看着纪棠予的眼神,游序心中腾起的火苗瞬间就熄了。
他何尝不记得两人的约定:好好沟通,不以吵架的方式。
可他就是忍不了她被这样对待,谁都不行。
彼此交换了一个眼神,游序低下头,快速整理了下情绪,说了声:
“对不起,妈,我刚才态度不好。”
阮相宜是有些吃惊的。
从小到大那个脾气火爆、从不认错的儿子,如今居然是因为一个女孩简单的一句话就认错了。
一物降一物啊。阮相宜应了声,算是翻篇儿。
“阿姨,您现在住在哪儿?周末我跟游序去看您。”
到时候再好好谈谈。
阮相宜就着纪棠予的台阶下了,说她暂时住在游序外婆的老房子里。
话题就转到游序的外婆。
讲到高中时阮相宜跟游序他爸在国外打拼,游序跟着外婆在国内。
讲到纪棠予他们一帮同学每次去找游序,外婆总是摆一大桌子菜,看他们个个像头小猪狼吞虎咽。
对故人的共同思念冲淡了刚才的不愉快。
“外婆”这个名词,就像一组密密缝的丝线,串起他们关于亲情友情,关于过往的种种回忆。

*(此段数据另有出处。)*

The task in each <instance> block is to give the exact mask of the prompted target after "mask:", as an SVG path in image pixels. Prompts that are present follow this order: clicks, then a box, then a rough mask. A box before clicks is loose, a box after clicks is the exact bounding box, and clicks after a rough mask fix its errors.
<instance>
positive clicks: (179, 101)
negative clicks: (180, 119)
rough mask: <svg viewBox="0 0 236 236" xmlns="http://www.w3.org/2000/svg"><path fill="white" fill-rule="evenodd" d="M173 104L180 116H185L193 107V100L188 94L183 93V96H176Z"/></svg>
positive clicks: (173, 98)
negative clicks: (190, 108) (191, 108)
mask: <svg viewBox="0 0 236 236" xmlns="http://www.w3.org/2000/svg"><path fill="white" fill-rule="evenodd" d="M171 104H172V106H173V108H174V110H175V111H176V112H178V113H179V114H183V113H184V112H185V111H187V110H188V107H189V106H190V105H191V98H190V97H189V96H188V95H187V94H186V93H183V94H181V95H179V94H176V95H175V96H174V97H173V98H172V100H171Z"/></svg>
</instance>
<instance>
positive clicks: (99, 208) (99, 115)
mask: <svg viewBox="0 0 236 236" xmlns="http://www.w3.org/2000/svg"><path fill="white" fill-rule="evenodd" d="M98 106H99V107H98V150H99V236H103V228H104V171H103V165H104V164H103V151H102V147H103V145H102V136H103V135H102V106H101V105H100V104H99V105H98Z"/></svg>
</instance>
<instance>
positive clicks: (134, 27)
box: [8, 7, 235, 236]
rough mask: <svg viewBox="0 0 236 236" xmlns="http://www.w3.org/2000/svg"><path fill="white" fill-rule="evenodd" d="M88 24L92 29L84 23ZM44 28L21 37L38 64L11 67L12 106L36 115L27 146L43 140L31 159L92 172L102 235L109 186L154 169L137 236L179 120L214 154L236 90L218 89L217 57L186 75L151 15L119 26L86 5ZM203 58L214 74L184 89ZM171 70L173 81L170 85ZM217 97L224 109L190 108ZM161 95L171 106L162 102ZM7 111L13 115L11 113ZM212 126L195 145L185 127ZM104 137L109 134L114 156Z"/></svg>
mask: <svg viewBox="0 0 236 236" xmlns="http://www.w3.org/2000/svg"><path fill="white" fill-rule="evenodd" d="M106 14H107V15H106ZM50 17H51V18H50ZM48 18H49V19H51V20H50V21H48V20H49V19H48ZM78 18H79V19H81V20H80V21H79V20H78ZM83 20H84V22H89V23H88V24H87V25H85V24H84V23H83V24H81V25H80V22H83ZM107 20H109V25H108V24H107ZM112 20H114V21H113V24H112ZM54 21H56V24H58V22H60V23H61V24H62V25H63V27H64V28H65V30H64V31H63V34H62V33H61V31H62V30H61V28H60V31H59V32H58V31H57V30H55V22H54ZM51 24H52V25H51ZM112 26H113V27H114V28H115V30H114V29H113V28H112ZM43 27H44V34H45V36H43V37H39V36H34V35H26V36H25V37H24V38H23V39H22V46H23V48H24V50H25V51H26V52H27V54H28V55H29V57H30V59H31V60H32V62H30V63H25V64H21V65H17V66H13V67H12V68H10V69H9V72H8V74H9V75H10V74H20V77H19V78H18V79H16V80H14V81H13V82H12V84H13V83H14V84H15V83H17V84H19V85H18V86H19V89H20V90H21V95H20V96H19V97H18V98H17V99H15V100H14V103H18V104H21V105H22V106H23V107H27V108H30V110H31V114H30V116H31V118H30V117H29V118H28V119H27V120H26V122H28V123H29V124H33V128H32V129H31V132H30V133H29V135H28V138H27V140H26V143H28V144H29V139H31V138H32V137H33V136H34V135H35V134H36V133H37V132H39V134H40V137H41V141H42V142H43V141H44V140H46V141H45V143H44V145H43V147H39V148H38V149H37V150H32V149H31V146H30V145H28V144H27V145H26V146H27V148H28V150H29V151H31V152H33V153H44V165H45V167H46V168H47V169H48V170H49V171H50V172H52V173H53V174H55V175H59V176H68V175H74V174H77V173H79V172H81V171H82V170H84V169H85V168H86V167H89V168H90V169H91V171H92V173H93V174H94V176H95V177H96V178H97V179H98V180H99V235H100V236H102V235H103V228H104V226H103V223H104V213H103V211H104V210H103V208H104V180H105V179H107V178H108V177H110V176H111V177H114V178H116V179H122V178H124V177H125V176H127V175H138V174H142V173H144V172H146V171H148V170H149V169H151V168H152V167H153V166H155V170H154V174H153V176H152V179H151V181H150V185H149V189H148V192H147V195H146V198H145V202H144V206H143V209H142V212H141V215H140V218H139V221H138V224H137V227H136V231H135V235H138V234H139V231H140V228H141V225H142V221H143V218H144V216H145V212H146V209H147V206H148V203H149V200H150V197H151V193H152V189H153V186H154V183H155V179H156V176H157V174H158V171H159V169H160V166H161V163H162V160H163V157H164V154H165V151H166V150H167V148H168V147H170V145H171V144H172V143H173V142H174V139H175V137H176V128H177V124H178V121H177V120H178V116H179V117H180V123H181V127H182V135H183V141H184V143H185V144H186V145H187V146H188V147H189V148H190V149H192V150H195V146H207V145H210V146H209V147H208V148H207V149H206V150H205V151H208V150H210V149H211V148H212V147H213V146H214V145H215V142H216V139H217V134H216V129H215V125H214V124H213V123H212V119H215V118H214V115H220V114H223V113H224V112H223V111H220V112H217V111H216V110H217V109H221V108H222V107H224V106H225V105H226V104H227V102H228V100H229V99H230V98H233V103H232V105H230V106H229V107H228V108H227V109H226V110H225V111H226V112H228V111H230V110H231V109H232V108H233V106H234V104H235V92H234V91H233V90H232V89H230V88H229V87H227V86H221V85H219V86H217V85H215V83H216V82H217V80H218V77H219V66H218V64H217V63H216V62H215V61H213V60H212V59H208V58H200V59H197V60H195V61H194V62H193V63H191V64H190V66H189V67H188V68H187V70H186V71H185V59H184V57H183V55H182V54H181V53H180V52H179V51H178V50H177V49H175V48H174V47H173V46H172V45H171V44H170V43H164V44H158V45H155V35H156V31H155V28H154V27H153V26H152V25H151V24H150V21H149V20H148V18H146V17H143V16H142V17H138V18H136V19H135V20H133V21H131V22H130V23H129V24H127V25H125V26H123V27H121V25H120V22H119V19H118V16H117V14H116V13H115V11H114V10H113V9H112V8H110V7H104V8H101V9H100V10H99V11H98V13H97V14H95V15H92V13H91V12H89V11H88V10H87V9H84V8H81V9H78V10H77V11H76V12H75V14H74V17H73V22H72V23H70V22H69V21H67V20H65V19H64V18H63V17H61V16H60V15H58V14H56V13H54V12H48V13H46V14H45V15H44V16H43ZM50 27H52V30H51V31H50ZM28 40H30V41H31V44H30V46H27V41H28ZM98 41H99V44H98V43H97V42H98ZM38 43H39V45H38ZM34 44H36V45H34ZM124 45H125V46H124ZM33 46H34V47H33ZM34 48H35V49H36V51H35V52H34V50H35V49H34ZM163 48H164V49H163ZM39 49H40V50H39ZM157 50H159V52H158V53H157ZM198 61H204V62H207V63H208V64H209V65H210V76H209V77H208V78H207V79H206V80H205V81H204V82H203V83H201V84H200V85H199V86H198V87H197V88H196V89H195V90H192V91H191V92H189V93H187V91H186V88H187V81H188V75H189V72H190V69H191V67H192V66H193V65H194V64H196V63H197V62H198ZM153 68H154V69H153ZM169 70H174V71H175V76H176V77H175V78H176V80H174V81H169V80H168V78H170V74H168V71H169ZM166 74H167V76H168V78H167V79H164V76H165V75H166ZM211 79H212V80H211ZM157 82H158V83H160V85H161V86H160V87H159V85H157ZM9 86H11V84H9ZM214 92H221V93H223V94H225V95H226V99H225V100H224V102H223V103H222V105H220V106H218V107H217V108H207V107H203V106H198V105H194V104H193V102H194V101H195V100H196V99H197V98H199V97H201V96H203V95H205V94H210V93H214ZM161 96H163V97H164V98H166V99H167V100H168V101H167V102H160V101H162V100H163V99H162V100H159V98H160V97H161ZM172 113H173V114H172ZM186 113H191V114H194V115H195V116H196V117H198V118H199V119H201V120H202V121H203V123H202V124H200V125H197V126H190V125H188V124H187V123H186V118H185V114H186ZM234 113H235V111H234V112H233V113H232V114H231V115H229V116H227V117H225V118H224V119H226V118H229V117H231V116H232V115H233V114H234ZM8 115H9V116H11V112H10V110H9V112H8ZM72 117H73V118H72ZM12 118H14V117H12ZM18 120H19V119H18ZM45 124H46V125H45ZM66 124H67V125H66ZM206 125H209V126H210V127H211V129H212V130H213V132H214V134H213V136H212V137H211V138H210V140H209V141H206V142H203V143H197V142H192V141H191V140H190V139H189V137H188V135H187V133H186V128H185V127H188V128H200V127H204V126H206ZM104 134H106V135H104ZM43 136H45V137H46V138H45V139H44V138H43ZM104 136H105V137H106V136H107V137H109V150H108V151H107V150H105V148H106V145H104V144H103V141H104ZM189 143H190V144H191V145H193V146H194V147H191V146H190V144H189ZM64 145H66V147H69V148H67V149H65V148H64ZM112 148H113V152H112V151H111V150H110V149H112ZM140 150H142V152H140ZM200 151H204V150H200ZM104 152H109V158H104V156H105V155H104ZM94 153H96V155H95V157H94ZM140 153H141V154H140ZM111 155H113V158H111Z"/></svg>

或美好或伤感,在今天这个紧张的场合,降下他们急需的缓和剂。
阮相宜适时地讲起游序小时候的趣事。
母与子都是情绪来得急去得快的人,一场晚饭吃完,商定好周末去老房子吃午饭的时间,两人把阮相宜送上车,牵着蛮崽短暂溜了一圈,就回了家。
收拾狗,收拾碗筷,洗漱,躺到床上,游序抱住纪棠予。
“老婆,你还好吗?”
“还好。”
“那你都不怎么跟我说话。”
纪棠予抓抓游序头发:“晚上说得多,今天的说话份额用光了。”
纪棠予本就不是话多的人,过了这么多年平静的生活,一晚上应付下来,确实觉得累。
游序知道,但还是忍不住在纪棠予脖子上咬了一口。
游序咬人跟他的心眼儿一样实,纪棠予每次都实打实地吃痛。
“有时候我都怀疑,自己是不是养了两只狗。”
“就咬。”
这回却不真的再咬了,轻噬着,不松口。
“周末,我把事情都告诉阿姨,不管她什么反应,你别急着给我出头。”
“为什么?”
“遇到变故,人都需要反应时间,我们的亲人,我们在乎的人,更应该给她足够的时间。”
“好。”游序抬起头,“不论怎样,我们都要在一起一辈子”
纪棠予点点头:“好。”
“老婆……”
游序呢喃着,吻了上去,手伸向纪棠予睡衣里,要给满腔浓情找个去处。
不料遭到纪棠予的阻止。
“怎么了,老婆……”
游序咬着纪棠予下唇,露出一点缝隙,手上动作却没止。
纪棠予摁住游序在胸前游移的手:“我不想。”
游序从纪棠予唇上离开:“什么?”
“我今天,没心情。”
……没……心情?
游序第一次遇到这种情况,当场愣在原地。